Olivela, a philanthropic shopping site, has partnered with global nonprofit humanitarian organization Cooperative for Assistance and Relief Everywhere on “Creating Choices” initiative.

The partnership connects refugee girls at risk of becoming adolescent brides with prominent influencers who have curated shopping boutiques with the aim of funding a year of education for each girl via CARE.

Olivela sells luxury fashion, accessories, jewelry and beauty, with a portion of proceeds from every purchase benefiting children’s charitable partners. Brands on the site range from Valentino, Stella McCartney, Carolina Herrera and Marc Jacobs to Victoria Beckham, Rochas, Prabal Gurung and Jason Wu.

For International Women’s Day today, Olivela will launch the initiative by donating 20 percent of proceeds of every purchase to CARE’s Gift of Change: Child Marriage Prevention and Services. Influencers will curate an Olivela shopping edit, asking their community “to do good” simply by buying products they love with the goal of funding one year of school (or 300 days) for their refugee girl via CARE.

Initial curators include makeup artist Pati Dubroff, fashion influencer Sai de Silva of Scout the City and fashion editor Kahlana Barfield Brown and fashion illustrator Meagan Morrison of Travel Write Draw.

Olivela will begin the initiative by funding each boutique with its beneficiary’s first 25 days of school and has pledged to fund 30 of the most imminently at-risk girls.

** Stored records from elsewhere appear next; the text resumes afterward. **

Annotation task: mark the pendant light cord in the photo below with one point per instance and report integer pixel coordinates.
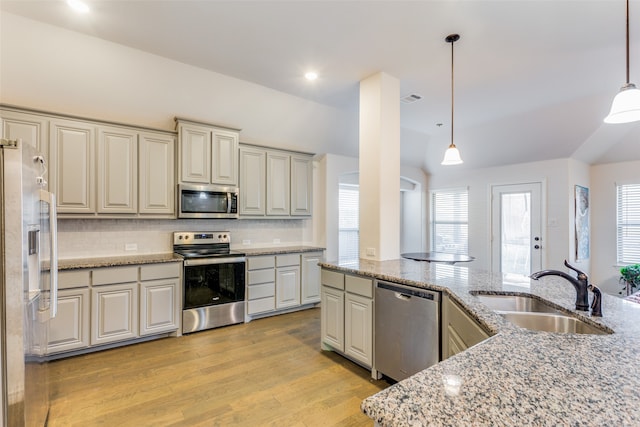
(627, 42)
(452, 42)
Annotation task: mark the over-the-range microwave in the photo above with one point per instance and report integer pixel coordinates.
(207, 201)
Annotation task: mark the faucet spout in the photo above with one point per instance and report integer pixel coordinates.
(580, 283)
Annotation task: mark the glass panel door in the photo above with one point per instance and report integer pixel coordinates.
(516, 220)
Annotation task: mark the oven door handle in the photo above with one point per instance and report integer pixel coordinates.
(211, 261)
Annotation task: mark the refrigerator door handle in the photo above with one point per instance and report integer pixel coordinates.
(50, 198)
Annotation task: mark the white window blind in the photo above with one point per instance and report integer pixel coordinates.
(348, 223)
(450, 221)
(628, 223)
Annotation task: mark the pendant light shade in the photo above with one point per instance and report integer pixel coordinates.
(452, 155)
(626, 105)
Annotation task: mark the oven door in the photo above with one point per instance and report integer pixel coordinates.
(213, 281)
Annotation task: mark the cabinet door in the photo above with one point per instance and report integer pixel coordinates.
(195, 153)
(332, 318)
(278, 181)
(72, 165)
(114, 313)
(117, 170)
(301, 185)
(358, 328)
(159, 310)
(224, 158)
(287, 287)
(156, 181)
(252, 181)
(32, 129)
(69, 330)
(310, 282)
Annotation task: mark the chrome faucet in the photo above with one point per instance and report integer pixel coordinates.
(581, 283)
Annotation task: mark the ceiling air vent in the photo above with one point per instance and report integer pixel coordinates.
(410, 98)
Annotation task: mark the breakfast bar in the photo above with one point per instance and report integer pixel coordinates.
(517, 376)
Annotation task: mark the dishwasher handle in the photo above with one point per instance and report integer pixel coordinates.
(406, 292)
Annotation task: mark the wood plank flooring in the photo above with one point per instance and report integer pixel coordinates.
(269, 372)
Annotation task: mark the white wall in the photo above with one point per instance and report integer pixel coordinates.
(554, 176)
(52, 69)
(604, 268)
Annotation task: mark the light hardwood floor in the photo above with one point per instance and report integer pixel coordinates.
(269, 372)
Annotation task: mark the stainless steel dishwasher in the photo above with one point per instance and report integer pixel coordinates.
(407, 329)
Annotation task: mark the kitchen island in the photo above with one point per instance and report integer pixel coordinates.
(517, 377)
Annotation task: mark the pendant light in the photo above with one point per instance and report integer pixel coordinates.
(452, 155)
(626, 105)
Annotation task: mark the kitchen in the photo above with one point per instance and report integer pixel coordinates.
(74, 63)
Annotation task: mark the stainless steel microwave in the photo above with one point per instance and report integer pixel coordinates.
(207, 201)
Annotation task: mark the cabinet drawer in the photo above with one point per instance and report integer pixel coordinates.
(332, 278)
(73, 278)
(261, 305)
(359, 285)
(287, 260)
(255, 263)
(108, 276)
(261, 276)
(160, 271)
(261, 291)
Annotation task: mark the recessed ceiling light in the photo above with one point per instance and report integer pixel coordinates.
(78, 5)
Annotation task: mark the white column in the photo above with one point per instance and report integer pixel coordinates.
(379, 167)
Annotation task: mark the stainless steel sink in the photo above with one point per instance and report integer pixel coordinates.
(551, 322)
(520, 303)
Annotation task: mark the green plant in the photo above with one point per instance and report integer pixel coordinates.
(630, 276)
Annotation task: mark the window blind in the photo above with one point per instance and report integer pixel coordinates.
(450, 221)
(348, 223)
(628, 223)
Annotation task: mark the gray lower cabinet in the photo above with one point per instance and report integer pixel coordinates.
(276, 283)
(347, 316)
(69, 330)
(459, 330)
(115, 304)
(159, 298)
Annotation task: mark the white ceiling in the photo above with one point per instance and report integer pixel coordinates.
(533, 78)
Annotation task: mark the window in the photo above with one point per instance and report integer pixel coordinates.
(628, 223)
(348, 223)
(449, 221)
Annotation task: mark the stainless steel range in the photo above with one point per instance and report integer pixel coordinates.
(213, 280)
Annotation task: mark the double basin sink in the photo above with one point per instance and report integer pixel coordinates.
(532, 313)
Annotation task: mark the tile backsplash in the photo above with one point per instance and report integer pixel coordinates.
(86, 238)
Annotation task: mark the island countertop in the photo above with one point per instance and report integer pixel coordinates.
(517, 377)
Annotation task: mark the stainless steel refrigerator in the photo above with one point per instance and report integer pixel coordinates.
(29, 283)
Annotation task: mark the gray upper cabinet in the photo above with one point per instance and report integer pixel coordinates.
(117, 170)
(156, 182)
(72, 165)
(252, 181)
(275, 183)
(278, 183)
(301, 185)
(208, 154)
(31, 128)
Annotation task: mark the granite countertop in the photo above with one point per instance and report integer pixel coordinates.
(113, 261)
(278, 250)
(517, 377)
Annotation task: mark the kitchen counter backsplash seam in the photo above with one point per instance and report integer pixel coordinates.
(121, 260)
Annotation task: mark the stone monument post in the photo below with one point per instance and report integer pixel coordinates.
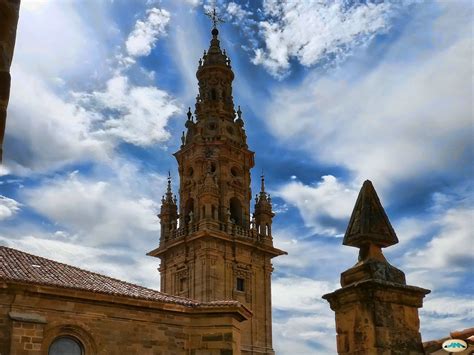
(376, 311)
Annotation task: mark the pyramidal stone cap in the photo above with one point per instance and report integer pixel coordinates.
(369, 223)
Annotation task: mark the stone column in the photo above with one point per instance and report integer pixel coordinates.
(9, 10)
(376, 312)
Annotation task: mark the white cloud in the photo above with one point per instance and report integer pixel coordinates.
(452, 247)
(8, 207)
(401, 118)
(311, 31)
(98, 212)
(307, 316)
(142, 39)
(442, 315)
(49, 125)
(300, 293)
(322, 206)
(45, 131)
(236, 10)
(139, 113)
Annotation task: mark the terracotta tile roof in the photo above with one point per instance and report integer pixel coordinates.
(19, 266)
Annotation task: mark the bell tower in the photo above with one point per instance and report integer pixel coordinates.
(213, 249)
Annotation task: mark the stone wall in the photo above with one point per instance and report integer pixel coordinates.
(9, 10)
(31, 317)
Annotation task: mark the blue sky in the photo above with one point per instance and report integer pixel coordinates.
(332, 93)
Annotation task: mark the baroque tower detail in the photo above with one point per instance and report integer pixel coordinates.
(213, 249)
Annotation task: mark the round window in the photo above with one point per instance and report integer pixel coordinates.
(66, 346)
(212, 125)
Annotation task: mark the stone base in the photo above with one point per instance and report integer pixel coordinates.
(377, 317)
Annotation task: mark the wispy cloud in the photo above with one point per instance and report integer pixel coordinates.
(313, 31)
(146, 32)
(8, 207)
(323, 206)
(386, 124)
(98, 212)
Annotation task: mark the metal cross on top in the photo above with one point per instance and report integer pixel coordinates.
(214, 17)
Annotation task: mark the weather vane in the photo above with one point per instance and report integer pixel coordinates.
(212, 14)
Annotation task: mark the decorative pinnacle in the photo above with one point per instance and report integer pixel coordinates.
(214, 18)
(168, 190)
(369, 223)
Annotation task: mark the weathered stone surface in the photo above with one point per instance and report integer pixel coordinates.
(9, 10)
(110, 324)
(376, 312)
(368, 222)
(218, 251)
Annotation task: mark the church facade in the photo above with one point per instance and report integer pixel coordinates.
(215, 266)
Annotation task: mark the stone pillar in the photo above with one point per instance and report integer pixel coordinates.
(376, 312)
(9, 10)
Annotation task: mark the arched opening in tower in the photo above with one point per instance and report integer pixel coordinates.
(236, 210)
(189, 211)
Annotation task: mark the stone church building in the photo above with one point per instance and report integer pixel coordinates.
(215, 266)
(216, 259)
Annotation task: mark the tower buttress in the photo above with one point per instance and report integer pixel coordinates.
(168, 213)
(215, 252)
(263, 212)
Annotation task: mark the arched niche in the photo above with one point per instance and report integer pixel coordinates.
(235, 207)
(188, 208)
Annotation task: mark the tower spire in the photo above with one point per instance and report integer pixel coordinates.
(214, 17)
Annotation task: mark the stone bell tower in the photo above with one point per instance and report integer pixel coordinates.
(213, 249)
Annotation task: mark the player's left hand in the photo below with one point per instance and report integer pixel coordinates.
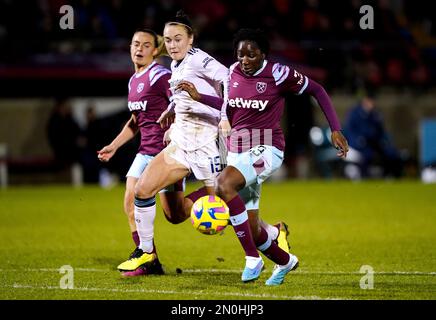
(224, 127)
(340, 143)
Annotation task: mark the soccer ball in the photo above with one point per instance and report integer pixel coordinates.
(210, 215)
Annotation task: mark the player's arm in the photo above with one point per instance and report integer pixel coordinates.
(290, 80)
(127, 133)
(338, 140)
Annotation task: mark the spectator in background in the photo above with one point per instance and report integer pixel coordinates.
(369, 141)
(64, 134)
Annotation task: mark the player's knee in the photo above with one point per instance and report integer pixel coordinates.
(224, 189)
(174, 219)
(143, 192)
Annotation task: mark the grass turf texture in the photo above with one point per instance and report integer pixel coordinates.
(336, 227)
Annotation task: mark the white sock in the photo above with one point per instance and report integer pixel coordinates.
(144, 219)
(273, 232)
(252, 262)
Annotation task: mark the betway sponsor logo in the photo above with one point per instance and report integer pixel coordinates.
(137, 105)
(253, 104)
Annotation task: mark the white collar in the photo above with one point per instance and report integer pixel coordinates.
(261, 69)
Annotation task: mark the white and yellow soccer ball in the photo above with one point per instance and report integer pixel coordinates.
(210, 215)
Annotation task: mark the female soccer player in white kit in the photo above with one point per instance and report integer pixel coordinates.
(194, 134)
(149, 95)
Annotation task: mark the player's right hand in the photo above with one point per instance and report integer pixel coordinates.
(189, 88)
(166, 118)
(167, 138)
(106, 153)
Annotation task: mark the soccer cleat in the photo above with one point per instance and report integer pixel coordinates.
(136, 259)
(279, 273)
(153, 267)
(252, 274)
(282, 238)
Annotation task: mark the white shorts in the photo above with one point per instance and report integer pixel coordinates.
(256, 165)
(141, 162)
(205, 163)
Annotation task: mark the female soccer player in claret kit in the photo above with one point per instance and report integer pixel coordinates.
(149, 95)
(257, 88)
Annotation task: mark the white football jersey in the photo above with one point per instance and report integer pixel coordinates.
(196, 124)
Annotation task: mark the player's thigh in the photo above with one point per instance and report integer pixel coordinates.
(229, 182)
(159, 173)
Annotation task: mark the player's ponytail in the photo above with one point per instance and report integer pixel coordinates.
(182, 19)
(161, 49)
(158, 42)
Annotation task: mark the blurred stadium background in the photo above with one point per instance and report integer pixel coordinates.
(44, 68)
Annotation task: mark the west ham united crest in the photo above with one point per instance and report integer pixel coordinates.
(261, 87)
(140, 87)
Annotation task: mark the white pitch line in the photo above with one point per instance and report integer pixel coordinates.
(230, 271)
(194, 293)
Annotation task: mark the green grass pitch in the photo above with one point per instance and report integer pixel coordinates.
(336, 228)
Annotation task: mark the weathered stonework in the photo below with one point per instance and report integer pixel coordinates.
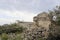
(40, 27)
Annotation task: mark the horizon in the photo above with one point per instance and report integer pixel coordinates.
(24, 10)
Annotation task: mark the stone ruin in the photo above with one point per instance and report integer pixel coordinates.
(40, 27)
(43, 27)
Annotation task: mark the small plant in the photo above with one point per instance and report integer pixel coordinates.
(4, 36)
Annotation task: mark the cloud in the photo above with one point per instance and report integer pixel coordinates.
(7, 16)
(12, 10)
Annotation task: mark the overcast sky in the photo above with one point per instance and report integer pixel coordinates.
(12, 10)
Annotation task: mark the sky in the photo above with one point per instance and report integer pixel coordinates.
(23, 10)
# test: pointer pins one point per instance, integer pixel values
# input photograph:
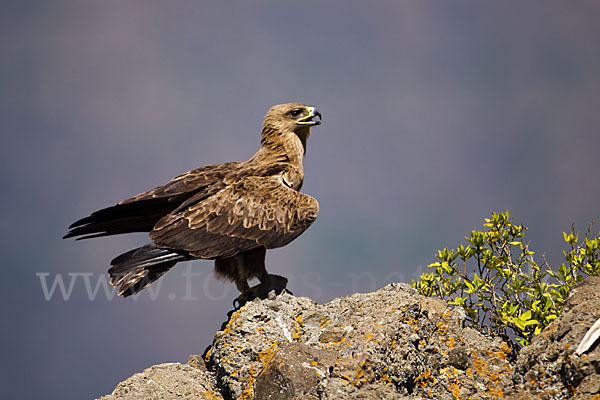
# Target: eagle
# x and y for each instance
(230, 213)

The concept for the initiative was inspired by chief executive officer and founder of Olivela Stacey Boyd’s s January trip to Jordan, where she met Rafef, a 13-year-old Syrian girl in a refugee center. She had fled the atrocities in Syria more than five years ago with her family, arriving in Jordan with nothing. To provide food and shelter for the family, Rafef’s mother had been forced to marry off two of her five daughters at the ages of 17 and 14. Rafef was next in line when CARE intervened and through the program, CARE enables her family to send Rafef to school (she’s a seventh grader), rather than sell her into marriage.

It has been shown that girls who marry before the age of 15 are three times as likely to have not received an education, 50 percent more likely to face physical or sexual violence from their partner, and are at risk to have one of the 90 percent of adolescent pregnancies in the developing world.

“It is no exaggeration that time is running out for these girls. This initiative was ideated immediately upon my return home in a race against the clock to change the trajectory of these girls’ lives,” said Boyd. “With CARE, we can ensure refugee girls have options — to an education, to choose their own partner and to live their dreams.”